Again the question isn't about learning. A good coach like POB and RippedZilla will field your questions and give you enough info to drown in or give you reading material to learn. The issue here is why are you paying such good money, possibly several hundred dollars or more a month like in your case, yet you don't have faith in the coach to get the best out of you? If you want to learn they'll teach you, if you don't have faith in them they have others who do.


----------



## DocDePanda187123 (Oct 8, 2015)

I should add that when a coach trains you they do things a certain way to get an expected outcome. If you start changing things based on advice of others that don't understand the philosophy behind the coach's methods it will add in an unexpected variable which will change the outcome. At that point you blame your coach for failing you yet it was you who didn't follow the program.


----------



## PillarofBalance (Oct 8, 2015)

MS1605 said:


> I guess I was just raised different then yall. If a coach threatened to drop me for questioning a way he does something I would take my money elsewhere.
> 
> I was lucky enough to have the USA Olympic pankration coach as my coach for years and when I moved and could no longer trained with them, they told me I was one of their best students because I wanted to know why everything was the way it was.
> 
> ...


I have no issue at all with a client asking me why. In fact I prefer it. It's a teachable moment and understanding the why will only reinforce my cues.

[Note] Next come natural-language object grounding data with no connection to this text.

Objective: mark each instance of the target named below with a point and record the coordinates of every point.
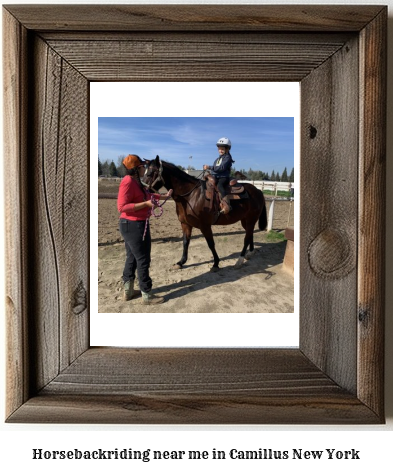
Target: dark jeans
(137, 252)
(221, 184)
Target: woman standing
(221, 170)
(134, 203)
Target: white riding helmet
(224, 141)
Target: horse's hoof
(249, 255)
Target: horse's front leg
(187, 230)
(208, 234)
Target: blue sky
(259, 143)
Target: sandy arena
(261, 285)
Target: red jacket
(130, 194)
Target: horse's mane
(180, 174)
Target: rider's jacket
(222, 166)
(130, 194)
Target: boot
(129, 291)
(149, 298)
(225, 206)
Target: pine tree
(112, 169)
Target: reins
(157, 204)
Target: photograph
(186, 249)
(56, 374)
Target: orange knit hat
(132, 161)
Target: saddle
(234, 190)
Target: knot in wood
(330, 254)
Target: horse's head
(153, 178)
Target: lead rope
(158, 206)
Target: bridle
(160, 178)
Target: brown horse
(193, 211)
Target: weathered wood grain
(372, 207)
(59, 179)
(195, 18)
(329, 186)
(193, 386)
(174, 59)
(16, 210)
(336, 375)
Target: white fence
(273, 186)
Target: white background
(373, 442)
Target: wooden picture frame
(338, 54)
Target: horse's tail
(262, 223)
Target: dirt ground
(261, 285)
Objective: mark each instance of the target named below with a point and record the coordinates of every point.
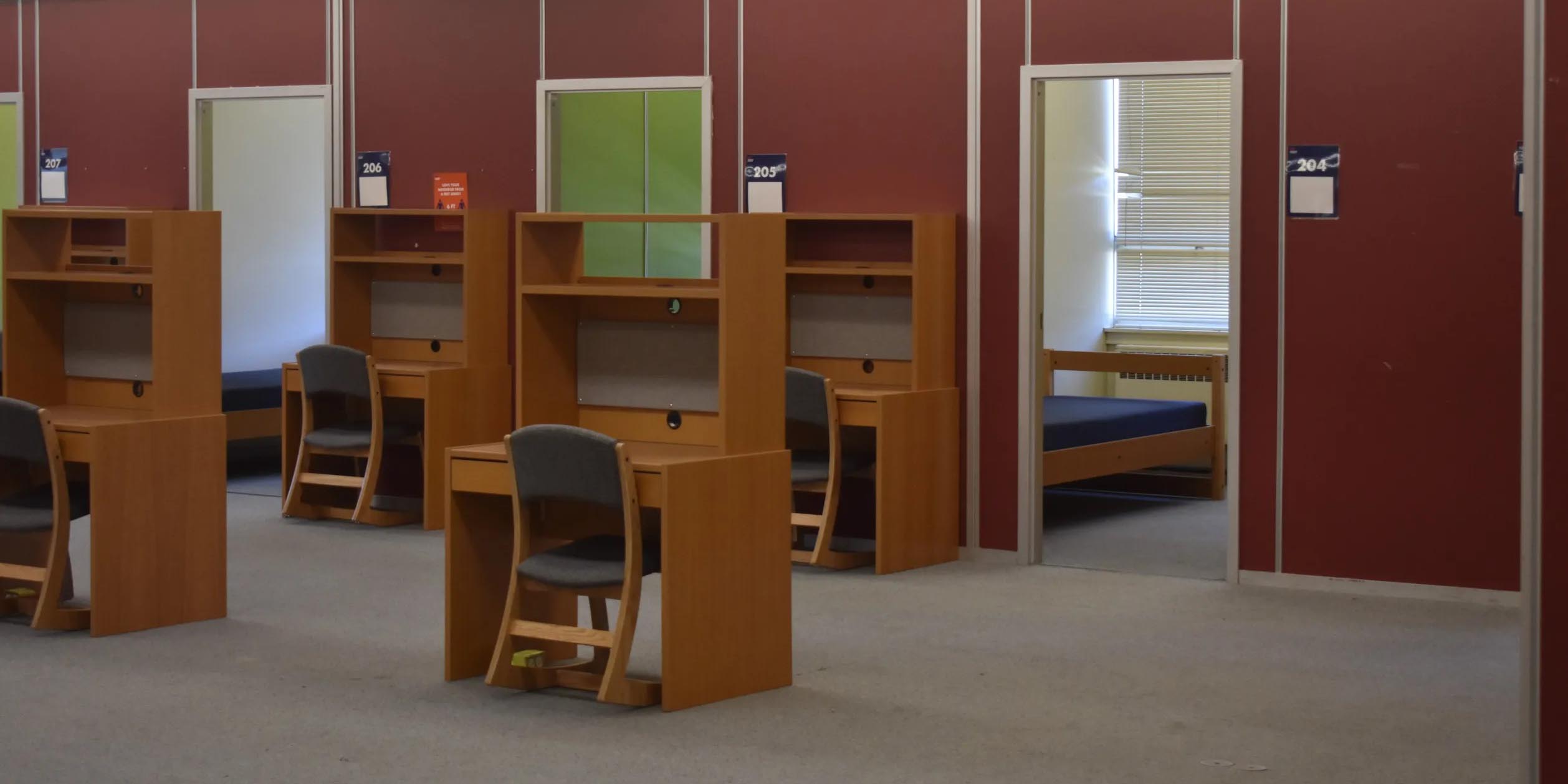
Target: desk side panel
(918, 480)
(727, 579)
(187, 312)
(461, 406)
(159, 524)
(753, 336)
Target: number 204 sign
(1313, 181)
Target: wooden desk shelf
(872, 308)
(374, 248)
(558, 303)
(110, 335)
(129, 278)
(717, 472)
(426, 292)
(649, 290)
(113, 323)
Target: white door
(264, 162)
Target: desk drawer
(482, 476)
(403, 386)
(860, 413)
(76, 447)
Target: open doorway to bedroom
(1129, 372)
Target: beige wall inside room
(1076, 193)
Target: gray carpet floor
(1135, 533)
(328, 669)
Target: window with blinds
(1174, 204)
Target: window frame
(546, 87)
(1119, 320)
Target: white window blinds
(1174, 211)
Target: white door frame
(21, 143)
(1531, 366)
(542, 135)
(333, 186)
(1029, 292)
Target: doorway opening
(264, 157)
(1128, 371)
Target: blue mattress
(253, 390)
(1081, 421)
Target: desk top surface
(866, 393)
(399, 368)
(646, 455)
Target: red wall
(10, 44)
(614, 38)
(254, 43)
(1554, 405)
(115, 76)
(1002, 32)
(1402, 317)
(871, 123)
(1382, 479)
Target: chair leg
(369, 488)
(295, 488)
(615, 687)
(830, 515)
(49, 614)
(601, 620)
(500, 672)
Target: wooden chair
(811, 413)
(37, 500)
(339, 385)
(558, 466)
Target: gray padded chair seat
(356, 435)
(593, 562)
(34, 510)
(813, 466)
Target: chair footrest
(834, 558)
(333, 480)
(63, 620)
(562, 634)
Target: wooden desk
(159, 535)
(916, 471)
(725, 581)
(461, 405)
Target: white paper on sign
(374, 192)
(52, 186)
(764, 196)
(1311, 195)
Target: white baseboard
(987, 555)
(1441, 593)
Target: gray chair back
(566, 463)
(335, 371)
(21, 433)
(805, 397)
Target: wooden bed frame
(1147, 452)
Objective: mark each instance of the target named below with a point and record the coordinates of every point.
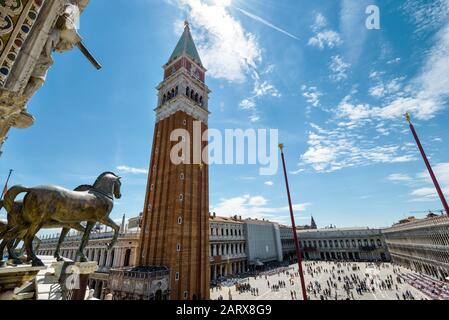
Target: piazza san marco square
(326, 281)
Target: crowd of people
(330, 281)
(346, 277)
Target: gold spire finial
(407, 117)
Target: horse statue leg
(110, 223)
(80, 254)
(60, 241)
(9, 243)
(28, 241)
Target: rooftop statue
(52, 207)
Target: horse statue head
(109, 184)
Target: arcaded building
(227, 248)
(421, 244)
(343, 244)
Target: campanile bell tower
(175, 225)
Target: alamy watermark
(235, 147)
(373, 20)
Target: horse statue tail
(3, 228)
(11, 195)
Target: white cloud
(262, 88)
(427, 15)
(265, 22)
(227, 50)
(312, 95)
(254, 118)
(257, 201)
(389, 88)
(253, 207)
(332, 150)
(399, 177)
(323, 37)
(127, 169)
(423, 184)
(247, 104)
(326, 38)
(320, 22)
(338, 68)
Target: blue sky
(335, 90)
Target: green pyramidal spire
(186, 46)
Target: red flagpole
(6, 184)
(429, 167)
(295, 236)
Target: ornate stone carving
(30, 30)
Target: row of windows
(225, 232)
(190, 93)
(342, 243)
(170, 94)
(227, 249)
(194, 96)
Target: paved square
(324, 281)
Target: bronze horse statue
(13, 232)
(52, 206)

Asking other people behind my back is another story.


----------



## Rpmbrickman (Oct 8, 2015)

I'm starting to figure out what not to do if I get a real trainer. Been putting a lot of thought towards it.


----------



## MS1605 (Oct 8, 2015)

DocDePanda187123 said:


> I should add that when a coach trains you they do things a certain way to get an expected outcome. If you start changing things based on advice of others that don't understand the philosophy behind the coach's methods it will add in an unexpected variable which will change the outcome. At that point you blame your coach for failing you yet it was you who didn't follow the program.


Totally agree with this. I would never do something a different way while being coached by soneone.


----------



## MrRippedZilla (Oct 8, 2015)

PillarofBalance said:


> I have no issue at all with a client asking me why. In fact I prefer it. It's a teachable moment and understanding the why will only reinforce my cues.
> 
> Asking other people behind my back is another story.



This was pretty much my point all along.


----------



## jennerrator (Oct 8, 2015)

MS1605 said:


> I guess I was just raised different then yall. If a coach threatened to drop me for questioning a way he does something I would take my money elsewhere.
> 
> I was lucky enough to have the USA Olympic pankration coach as my coach for years and when I moved and could no longer trained with them, they told me I was one of their best students because I wanted to know why everything was the way it was.
> 
> ...



This is how I see it, there are folks that question and folks that are perfectly fine with taking orders/advice etc...however you want to word it.

I like to question, I like to know "why", I like having tons of knowledge....THIS is why I haven't paid someone in years to train me...I won't stick to it because I like to research and do different things. This is not to say that there aren't good trainers out there, it just doesn't work for me and I have done just fine on my own. 

Competing to me is a different story, if I were going to...I would most def look for the best trainer for that out there.


----------